GOING TO HELL IN A SAMPLES CASE:
JIM THOMPSON’S A HELL OF A WOMAN,
by Curt J. Evans


JIM THOMPSON – A Hell of a Woman. Lion #218, paperback original. Reprint editions include: Lion Library #138, pb, 1956; Black Lizard/Creative Arts #77, softcover, 1984; Vintage Books, softcover, 1990.

JIM THOMPSON Hell of a Woman

   In a comment following Dan Stumpf’s recent review of Jim Thompson’s Savage Night, I mentioned my dislike of Thompson’s influential novel (widely acknowledged as a genre masterpiece), The Killer Inside Me. I do not deny the artistry of this narrative of a deeply disturbed mind, but the brutality and viciousness of it all was quite off-putting to tenderhearted me.

   But I have persevered and finally read a second Thompson, another of his most-highly-regarded tales, A Hell of a Woman. And I am pleased to report that not only do I respect the artistry, I actually enjoyed the read this time — though the events described are nearly as lurid and depraved as those in The Killer Inside Me.

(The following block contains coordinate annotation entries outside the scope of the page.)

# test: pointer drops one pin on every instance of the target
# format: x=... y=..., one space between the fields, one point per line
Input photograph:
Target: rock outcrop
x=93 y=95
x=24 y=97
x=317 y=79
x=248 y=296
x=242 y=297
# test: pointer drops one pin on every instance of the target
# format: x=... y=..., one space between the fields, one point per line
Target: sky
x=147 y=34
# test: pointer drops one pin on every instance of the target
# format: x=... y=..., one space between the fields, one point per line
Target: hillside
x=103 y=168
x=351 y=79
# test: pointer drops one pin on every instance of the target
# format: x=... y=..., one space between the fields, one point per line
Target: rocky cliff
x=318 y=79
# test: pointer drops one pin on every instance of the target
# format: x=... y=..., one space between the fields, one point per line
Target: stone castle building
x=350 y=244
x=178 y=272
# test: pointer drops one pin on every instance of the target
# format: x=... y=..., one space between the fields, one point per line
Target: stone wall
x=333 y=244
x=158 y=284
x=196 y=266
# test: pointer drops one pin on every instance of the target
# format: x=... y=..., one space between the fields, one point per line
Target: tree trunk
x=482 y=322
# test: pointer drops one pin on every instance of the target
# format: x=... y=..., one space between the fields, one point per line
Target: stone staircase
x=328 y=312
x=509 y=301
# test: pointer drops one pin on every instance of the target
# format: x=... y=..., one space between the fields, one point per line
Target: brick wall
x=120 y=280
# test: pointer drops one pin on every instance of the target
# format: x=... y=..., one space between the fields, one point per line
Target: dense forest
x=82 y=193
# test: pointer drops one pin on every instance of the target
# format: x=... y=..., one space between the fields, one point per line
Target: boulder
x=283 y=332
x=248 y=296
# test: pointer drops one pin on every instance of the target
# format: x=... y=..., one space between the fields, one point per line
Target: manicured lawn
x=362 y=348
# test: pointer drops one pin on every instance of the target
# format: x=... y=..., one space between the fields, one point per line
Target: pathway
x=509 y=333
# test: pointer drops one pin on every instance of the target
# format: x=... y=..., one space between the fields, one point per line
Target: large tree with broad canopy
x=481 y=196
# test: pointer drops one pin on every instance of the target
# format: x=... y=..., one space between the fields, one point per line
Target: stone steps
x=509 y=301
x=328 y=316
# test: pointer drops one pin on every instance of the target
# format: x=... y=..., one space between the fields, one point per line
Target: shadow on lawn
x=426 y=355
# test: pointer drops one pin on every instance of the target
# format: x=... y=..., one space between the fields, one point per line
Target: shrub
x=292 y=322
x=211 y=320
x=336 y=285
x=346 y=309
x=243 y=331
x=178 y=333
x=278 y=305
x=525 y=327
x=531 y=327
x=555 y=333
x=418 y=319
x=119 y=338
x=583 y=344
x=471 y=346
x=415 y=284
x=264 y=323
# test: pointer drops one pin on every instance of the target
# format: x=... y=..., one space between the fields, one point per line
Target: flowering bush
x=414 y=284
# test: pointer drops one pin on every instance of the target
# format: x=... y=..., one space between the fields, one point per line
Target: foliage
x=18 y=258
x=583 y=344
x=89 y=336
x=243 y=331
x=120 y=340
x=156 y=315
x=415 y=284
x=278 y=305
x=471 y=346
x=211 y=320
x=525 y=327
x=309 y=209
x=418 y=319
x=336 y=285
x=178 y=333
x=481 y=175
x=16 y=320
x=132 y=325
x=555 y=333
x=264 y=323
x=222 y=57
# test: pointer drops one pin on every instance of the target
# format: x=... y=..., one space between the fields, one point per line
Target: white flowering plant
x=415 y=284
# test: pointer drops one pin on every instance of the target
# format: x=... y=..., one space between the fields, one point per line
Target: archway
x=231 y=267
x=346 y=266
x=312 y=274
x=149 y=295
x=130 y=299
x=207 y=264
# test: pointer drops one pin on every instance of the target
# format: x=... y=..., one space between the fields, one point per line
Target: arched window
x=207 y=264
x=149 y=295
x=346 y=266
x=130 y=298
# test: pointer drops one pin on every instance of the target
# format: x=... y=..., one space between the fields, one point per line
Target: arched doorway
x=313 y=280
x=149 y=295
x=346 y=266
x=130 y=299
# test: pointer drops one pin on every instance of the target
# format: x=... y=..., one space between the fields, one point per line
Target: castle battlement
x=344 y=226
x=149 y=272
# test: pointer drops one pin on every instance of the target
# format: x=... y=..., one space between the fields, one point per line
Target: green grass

   Hell chronicles the fateful collision of salesman Frank “Dolly” Dillon with the household of a really quite nasty old lady and her niece, the sexy (and really quite stacked) Mona Farrell. The tight-fisted and not overly scrupulous aunt whores her daughter out to various men, you see, so that she need not pay cash to these men for services rendered.

JIM THOMPSON Hell of a Woman

   So if auntie wants some yard work done or hankers after a sparkly new set of flatware, say, the man who has such to offer is invited to visit Mona’s bedroom. If Mona doesn’t thereupon put out, Mona gets knocked about (auntie wields a mean cane at the age of about seventy).

   Dolly is married to Joyce, a woman he has tired of, and he is attracted to Mona, who he sees as essentially virginal and innocent and sweet, even though auntie has handed her over by now to the army, navy, air force and marines, figuratively speaking.

   Let’s let Dolly tell it in his own inimitable words:

    “I thought what a sweet kid that Mona was, and why I couldn’t have married her instead of a goddamn bag like Joyce.”

   Invited by such thoughts, murder comes to visit and makes itself at home….

   The plot, which also involves Dolly’s diddling of the accounts of the business for which he works, the Pay-E-Zee Stores (in its own way as nightmarish a concern as Old Lady Farrell’s house), is pleasingly intricate and actually took some twists and turns that surprised me.

JIM THOMPSON Hell of a Woman

   I came to realize A Hell of a Woman is less a crime story per se than a tale about the onset of criminal madness (which I think can be said about much of Thompson’s work). The progressive deterioration of Dolly’s mind, culminating in the famous split narrative conclusion, is fascinating, in its repugnant way (like the current Casey Anthony trial).

   I found Dolly less monstrous than the charming gentleman whose deeds are remorselessly chronicled by Thompson in The Killer Inside Me; yet Dolly, by golly, is no day at the beach or picnic on a Sunday afternoon. If you won a “Spend a Day with Dolly” contest, you’d be thinking twice about accepting the “prize,” if you get me.

   Here, for example, is Dolly as a restaurant critic:

    “I sat down in a booth, and the waitress shoved a menu in front of me. There wasn’t anything on it that sounded good, and anyway, one look at her and my stomach turned flipflops… Every goddamned restaurant I go to, it’s always the same way… They’ll have some old bag on the payroll — I figure they keep her locked up in the mop closet until they see me coming. And they’ll doll her up in the dirtiest goddamned apron they can find and smear that crappy red polish all over her fingernails, and everything about her is smeary and sloppy and smelly. And she’s the dame that always waits on me.”

JIM THOMPSON Hell of a Woman

   Dolly, one may come to realize, has women issues. In fact, though I never felt that the novel’s young women, Mona and Joyce, were as sufficiently-characterized as the men (some of the motivations seemed dubious or nebulous), this novel turns the whole noir femme fatale tradition on its pretty head, or so it seemed to me — though you would never guess this from the Vintage Crime/Black Lizard cover of the 1990 paperback edition.

   And the ending is something that has to be read to be believed. Freud would have loved to have been able to analyze it, I’m sure.

   The Black Lizard paperback edition also tells us that Hell is Thompson’s “homegrown version of Crime and Punishment.” I know Thompson has been called the “Dimestore Dostoevsky,” but it seems to me that he and the Russian are quite different personalities. Certainly it is difficult for me to glimpse redemption in the final hellish scene of Hell. Rather, it seems the grisly climax of the darkest nightmare.

   In short: Awfully impressive, but also impressively awful.